Concern has been raised by the unsavoury and unethical tactics being routinely used by both the private investigation firms instructed to gather the evidence, and those individuals tasked with the actual filming of the claimant.
Licensing of private investigators may be a sensible step but the legislation has yet to be forthcoming. The whole surveillance industry remains completely unregulated, and even the courts seem not to know what is and what is not expert evidence when it comes to the revelation of misconduct.

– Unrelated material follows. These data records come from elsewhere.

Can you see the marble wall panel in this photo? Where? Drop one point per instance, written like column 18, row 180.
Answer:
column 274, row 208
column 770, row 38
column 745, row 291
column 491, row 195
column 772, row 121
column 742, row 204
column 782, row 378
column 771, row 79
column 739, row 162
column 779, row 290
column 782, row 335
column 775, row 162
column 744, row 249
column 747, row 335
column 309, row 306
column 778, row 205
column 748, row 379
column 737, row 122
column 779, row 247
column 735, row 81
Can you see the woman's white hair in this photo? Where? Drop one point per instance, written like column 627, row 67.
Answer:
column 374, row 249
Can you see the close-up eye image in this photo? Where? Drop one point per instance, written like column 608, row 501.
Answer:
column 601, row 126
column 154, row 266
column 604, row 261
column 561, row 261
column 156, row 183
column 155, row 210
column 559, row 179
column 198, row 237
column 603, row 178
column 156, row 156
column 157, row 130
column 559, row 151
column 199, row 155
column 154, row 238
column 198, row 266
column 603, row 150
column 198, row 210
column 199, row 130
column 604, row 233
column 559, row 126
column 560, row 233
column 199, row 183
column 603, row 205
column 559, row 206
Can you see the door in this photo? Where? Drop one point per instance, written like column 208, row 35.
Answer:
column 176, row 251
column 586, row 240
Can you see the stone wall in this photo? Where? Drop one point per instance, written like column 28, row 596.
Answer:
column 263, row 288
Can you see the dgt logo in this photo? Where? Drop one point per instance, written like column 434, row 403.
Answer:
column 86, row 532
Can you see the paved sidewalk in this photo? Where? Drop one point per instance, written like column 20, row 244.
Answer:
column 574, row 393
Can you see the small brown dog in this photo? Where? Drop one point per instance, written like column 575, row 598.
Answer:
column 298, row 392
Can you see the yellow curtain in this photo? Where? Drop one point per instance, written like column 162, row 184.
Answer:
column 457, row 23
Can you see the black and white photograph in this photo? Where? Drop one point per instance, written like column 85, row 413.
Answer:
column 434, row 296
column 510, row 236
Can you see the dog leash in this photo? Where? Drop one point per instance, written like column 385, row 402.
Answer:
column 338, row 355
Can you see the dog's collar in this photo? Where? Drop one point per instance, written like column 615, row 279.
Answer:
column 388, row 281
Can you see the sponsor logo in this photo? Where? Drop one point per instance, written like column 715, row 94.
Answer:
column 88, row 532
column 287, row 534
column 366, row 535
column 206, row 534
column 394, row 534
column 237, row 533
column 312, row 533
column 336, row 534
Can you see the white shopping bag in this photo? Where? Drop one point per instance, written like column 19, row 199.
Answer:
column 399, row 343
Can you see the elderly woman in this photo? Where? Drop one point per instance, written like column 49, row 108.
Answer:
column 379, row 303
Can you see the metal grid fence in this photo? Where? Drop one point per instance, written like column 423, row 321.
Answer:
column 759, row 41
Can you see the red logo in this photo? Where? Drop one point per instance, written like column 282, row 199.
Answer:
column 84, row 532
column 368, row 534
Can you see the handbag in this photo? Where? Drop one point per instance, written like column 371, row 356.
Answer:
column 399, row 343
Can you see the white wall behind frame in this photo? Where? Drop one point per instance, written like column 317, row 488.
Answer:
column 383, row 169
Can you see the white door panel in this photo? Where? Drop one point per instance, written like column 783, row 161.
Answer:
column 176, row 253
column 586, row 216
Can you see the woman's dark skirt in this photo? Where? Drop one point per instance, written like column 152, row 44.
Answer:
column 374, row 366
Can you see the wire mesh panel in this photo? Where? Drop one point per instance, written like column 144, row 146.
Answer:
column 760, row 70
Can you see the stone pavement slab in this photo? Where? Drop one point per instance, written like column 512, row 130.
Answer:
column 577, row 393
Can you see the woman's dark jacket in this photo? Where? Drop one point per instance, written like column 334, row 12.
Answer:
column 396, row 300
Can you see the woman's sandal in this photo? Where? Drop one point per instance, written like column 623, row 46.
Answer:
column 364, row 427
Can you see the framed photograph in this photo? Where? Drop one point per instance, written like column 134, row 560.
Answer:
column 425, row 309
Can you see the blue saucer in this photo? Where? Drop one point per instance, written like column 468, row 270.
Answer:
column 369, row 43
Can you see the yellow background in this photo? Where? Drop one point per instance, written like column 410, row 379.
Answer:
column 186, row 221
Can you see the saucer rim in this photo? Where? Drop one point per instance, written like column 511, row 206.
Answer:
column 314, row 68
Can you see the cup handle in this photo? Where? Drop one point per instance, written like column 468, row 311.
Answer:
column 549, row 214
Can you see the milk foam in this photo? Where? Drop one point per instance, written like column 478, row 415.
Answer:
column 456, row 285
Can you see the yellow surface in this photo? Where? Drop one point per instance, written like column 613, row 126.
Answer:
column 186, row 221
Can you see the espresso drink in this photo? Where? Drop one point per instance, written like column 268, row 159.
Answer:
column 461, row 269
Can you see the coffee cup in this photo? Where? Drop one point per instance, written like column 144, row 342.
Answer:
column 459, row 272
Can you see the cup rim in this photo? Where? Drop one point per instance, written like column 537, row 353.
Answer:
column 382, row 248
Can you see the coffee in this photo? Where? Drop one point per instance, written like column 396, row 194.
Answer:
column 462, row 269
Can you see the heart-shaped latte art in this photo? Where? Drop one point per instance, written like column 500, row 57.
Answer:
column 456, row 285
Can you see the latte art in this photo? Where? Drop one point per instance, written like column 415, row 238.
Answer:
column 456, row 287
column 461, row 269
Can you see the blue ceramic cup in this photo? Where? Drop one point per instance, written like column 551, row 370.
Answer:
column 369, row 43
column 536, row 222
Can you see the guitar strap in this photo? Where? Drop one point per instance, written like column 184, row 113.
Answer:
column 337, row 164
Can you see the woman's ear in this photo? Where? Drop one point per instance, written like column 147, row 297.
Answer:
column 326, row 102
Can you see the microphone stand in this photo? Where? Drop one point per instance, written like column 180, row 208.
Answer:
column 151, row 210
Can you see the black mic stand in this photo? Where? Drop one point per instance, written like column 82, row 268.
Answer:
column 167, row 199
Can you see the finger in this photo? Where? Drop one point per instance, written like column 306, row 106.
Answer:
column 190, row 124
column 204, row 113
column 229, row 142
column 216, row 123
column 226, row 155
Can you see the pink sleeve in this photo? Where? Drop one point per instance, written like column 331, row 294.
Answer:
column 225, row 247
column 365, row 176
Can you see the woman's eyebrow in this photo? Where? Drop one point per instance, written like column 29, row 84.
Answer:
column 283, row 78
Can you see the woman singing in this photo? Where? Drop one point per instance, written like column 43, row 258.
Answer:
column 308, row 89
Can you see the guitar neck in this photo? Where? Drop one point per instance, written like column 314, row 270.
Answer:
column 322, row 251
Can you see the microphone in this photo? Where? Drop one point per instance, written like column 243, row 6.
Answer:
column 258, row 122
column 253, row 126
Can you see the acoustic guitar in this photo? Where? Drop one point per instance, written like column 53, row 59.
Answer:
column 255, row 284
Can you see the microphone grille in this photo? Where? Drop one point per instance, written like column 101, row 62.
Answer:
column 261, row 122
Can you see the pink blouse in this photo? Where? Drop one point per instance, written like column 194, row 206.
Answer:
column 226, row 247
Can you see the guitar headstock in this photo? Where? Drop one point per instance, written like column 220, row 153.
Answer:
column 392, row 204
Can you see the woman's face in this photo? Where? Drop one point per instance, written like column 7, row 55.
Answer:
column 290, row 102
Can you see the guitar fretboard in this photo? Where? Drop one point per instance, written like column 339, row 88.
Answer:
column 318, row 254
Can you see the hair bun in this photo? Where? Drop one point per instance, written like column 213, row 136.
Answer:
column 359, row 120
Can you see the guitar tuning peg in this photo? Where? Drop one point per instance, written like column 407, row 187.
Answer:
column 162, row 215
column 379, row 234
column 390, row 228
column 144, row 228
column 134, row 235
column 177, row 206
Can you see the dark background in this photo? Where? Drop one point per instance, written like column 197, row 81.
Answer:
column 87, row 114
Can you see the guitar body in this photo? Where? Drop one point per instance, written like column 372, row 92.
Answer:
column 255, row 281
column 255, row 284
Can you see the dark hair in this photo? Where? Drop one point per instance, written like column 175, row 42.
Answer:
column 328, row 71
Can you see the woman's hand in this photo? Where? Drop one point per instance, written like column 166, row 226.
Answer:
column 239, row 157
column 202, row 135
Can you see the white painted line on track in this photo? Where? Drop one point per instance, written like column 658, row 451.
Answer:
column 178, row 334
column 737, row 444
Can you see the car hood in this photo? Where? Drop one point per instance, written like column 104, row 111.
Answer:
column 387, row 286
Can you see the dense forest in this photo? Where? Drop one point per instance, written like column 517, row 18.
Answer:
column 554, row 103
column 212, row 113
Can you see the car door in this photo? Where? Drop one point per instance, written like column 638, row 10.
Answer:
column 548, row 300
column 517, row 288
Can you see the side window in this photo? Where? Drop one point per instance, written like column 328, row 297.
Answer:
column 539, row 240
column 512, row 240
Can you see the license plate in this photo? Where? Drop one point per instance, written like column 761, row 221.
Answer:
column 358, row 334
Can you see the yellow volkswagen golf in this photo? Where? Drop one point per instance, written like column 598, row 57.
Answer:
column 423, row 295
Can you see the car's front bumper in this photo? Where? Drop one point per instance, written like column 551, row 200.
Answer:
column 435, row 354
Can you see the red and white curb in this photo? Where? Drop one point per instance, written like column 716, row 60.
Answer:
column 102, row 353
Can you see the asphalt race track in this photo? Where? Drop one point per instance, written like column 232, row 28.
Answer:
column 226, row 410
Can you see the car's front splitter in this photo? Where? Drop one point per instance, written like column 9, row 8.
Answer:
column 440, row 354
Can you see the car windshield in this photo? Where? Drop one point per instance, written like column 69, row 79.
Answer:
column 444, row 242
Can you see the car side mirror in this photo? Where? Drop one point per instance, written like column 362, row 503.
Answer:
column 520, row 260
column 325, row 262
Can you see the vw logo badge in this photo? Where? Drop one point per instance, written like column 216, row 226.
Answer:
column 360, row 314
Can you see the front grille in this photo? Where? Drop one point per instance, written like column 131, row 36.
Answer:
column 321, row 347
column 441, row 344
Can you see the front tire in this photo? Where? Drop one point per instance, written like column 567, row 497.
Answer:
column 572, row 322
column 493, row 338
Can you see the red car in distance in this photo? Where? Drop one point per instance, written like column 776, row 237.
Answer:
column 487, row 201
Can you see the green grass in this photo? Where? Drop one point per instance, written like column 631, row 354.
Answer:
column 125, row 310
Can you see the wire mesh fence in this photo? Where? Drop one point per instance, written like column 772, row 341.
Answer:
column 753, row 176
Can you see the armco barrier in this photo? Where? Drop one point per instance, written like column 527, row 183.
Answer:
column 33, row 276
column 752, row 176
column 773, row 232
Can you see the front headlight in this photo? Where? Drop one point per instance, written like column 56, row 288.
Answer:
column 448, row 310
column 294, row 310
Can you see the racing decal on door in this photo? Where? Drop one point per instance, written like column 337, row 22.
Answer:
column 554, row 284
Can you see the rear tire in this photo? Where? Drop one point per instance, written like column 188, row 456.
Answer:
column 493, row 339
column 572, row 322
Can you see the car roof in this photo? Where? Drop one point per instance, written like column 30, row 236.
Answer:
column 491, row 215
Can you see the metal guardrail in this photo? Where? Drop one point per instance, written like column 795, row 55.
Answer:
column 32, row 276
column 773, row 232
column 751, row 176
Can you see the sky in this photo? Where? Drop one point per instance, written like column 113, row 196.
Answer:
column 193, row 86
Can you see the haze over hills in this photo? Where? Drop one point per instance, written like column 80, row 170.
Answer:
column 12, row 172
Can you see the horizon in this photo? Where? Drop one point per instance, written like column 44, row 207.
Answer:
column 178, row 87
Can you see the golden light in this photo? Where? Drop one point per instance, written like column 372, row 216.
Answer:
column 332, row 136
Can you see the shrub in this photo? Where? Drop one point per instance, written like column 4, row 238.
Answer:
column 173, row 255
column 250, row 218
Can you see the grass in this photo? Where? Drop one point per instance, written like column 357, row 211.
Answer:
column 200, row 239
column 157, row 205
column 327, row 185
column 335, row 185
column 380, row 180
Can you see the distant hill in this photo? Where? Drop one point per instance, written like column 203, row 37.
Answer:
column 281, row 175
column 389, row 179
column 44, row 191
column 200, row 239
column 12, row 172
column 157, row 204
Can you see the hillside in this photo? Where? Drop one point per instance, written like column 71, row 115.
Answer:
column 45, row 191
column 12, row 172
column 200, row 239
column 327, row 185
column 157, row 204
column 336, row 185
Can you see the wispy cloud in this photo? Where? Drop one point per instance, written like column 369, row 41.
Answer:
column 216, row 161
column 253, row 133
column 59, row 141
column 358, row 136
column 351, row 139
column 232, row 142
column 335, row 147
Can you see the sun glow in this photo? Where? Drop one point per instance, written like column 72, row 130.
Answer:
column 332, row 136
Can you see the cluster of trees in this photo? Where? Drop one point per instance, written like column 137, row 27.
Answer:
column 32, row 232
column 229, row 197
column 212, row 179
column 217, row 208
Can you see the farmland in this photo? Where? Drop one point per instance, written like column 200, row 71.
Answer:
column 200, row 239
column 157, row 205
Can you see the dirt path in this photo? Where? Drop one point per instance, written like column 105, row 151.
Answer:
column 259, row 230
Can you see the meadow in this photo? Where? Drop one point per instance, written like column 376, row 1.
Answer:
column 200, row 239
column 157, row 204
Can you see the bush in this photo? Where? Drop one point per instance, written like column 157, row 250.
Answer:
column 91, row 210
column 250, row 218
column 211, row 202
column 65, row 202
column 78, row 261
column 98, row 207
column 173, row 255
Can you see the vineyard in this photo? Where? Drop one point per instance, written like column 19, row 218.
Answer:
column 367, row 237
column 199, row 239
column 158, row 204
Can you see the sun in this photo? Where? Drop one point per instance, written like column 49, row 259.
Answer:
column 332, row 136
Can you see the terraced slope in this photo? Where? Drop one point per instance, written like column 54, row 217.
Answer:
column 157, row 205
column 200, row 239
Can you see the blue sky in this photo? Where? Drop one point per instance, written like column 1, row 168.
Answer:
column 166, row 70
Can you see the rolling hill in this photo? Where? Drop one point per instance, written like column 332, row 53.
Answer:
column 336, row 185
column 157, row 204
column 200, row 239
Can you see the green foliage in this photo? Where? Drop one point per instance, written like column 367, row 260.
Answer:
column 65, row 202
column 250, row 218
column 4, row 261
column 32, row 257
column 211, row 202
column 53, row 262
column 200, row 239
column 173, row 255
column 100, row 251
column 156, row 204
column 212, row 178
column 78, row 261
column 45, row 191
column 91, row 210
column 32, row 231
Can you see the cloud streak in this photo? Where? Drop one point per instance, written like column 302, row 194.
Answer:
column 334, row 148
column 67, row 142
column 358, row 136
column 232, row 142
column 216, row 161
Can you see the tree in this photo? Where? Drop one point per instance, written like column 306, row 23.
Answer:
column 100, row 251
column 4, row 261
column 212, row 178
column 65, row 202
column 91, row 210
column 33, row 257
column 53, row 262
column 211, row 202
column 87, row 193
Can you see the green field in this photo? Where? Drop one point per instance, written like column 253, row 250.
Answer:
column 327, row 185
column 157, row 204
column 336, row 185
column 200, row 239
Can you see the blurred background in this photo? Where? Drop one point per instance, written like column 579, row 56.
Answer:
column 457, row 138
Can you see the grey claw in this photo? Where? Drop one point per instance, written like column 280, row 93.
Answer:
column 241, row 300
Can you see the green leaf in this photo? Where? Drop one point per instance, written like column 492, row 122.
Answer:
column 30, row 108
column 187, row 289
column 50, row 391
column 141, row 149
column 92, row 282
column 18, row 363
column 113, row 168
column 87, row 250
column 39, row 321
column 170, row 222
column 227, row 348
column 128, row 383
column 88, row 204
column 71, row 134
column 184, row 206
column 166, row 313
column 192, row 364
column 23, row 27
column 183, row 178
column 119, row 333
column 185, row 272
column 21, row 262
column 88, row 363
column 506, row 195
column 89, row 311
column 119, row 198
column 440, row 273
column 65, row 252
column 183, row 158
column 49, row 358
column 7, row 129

The Association of British Investigators currently states on its homepage:
‘There’s no denying, private investigation can be a minefield. The market is unregulated, and plagued by rogue operators. And that makes life difficult for everyone concerned.’
A widespread problem
Manipulation of film and documentation in potentially life changing cases may be taking place on an uncomfortably regular basis, and it is clear not only to me, but also it seems, the courts and The Association of British Investigators, that these tactics are not just being deployed by a few rogue operatives, but are rife throughout the industry – an industry that is at the very sharp end of determining the life prospects for those unfortunate enough to have suffered injury or negligence.
It is also apparent that much time and money is being spent arguing over this, and it seems to me that as it stands, insurers are instructing solicitors who then use counsel to present evidence to the courts, which are really not sure whether the evidence is expert or not. Are the surveillance operatives who gather the film experts?